In John 6, Jesus said he was the bread of life; “whoever eats of this bread will live forever; and the bread that I will give for the life of the world is my flesh. (John 6:51)” This encouraged many to leave Jesus because this revelation was too hard to stomach.  The miracle of feeding thousands was cool and awe-inspiring earlier in John 6, but if this was suppose to lead the blessed to crave Jesus (I am your salvation) more than their next meal, that’s foolish. 

Great God, as you take your place as a mighty warrior for my sake and for the sake of the cause you’ve birthed in me, speak to my soul, “I am your salvation.”

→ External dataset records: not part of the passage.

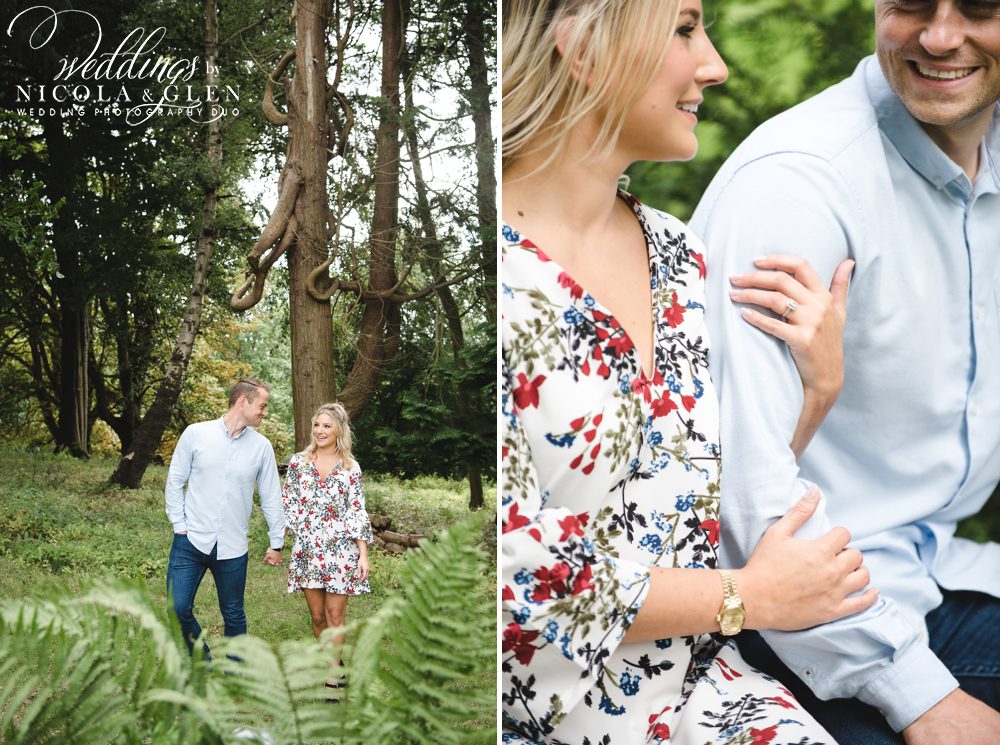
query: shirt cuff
[858,645,958,732]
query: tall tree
[111,0,222,489]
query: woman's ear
[554,16,591,85]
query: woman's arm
[730,255,854,458]
[625,489,878,642]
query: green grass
[0,446,496,720]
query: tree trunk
[111,0,222,489]
[465,0,497,318]
[340,0,403,417]
[42,117,90,457]
[401,37,483,510]
[286,0,337,450]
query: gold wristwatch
[715,569,747,636]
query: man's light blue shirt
[166,419,285,559]
[691,57,1000,730]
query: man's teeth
[917,64,976,80]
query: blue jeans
[737,589,1000,745]
[167,533,249,655]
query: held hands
[356,552,371,582]
[733,488,878,631]
[729,254,854,406]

Isn’t it the miracle we need?  Isn’t it the wellness and peace and defense we need first?  Isn’t it the full plate and sober spouse what’s most important?  And what is most true in the western church, isn’t it the work we do to show our faithfulness that’s most significant?  

If the defense comes as God promised and healing is manifested after your friends prayed for you or your church grows to mega-proportions, but you easily live your life apart from what is whispered in your soul and you take the Name for granted for any number of reasons.  Revelation may very well come to you that is rich with the Spirit, but you’ll find it too hard to swallow and you simply walk away from it all ‘cause it’s just too hard.

We must stop taking the name of Jesus for granted after we get what we want or need – however it comes.  Surprising to some (if not all), when the Name and the related attributes are an afterthought, this is evidence that we remain on the throne.

David closes out Psalm 35 with this.  Let those who desire my vindication shout for joy and be glad, and say evermore, “Great is the Lord, who delights in the welfare of his servant.”  Then my tongue shall tell of your righteousness and of your praise all day long  (verses 27-28).

Great God, as you take your place as a mighty warrior for the sake of your children and for the sake of the cause you’ve birthed in us, speak to our souls, “I am your salvation.”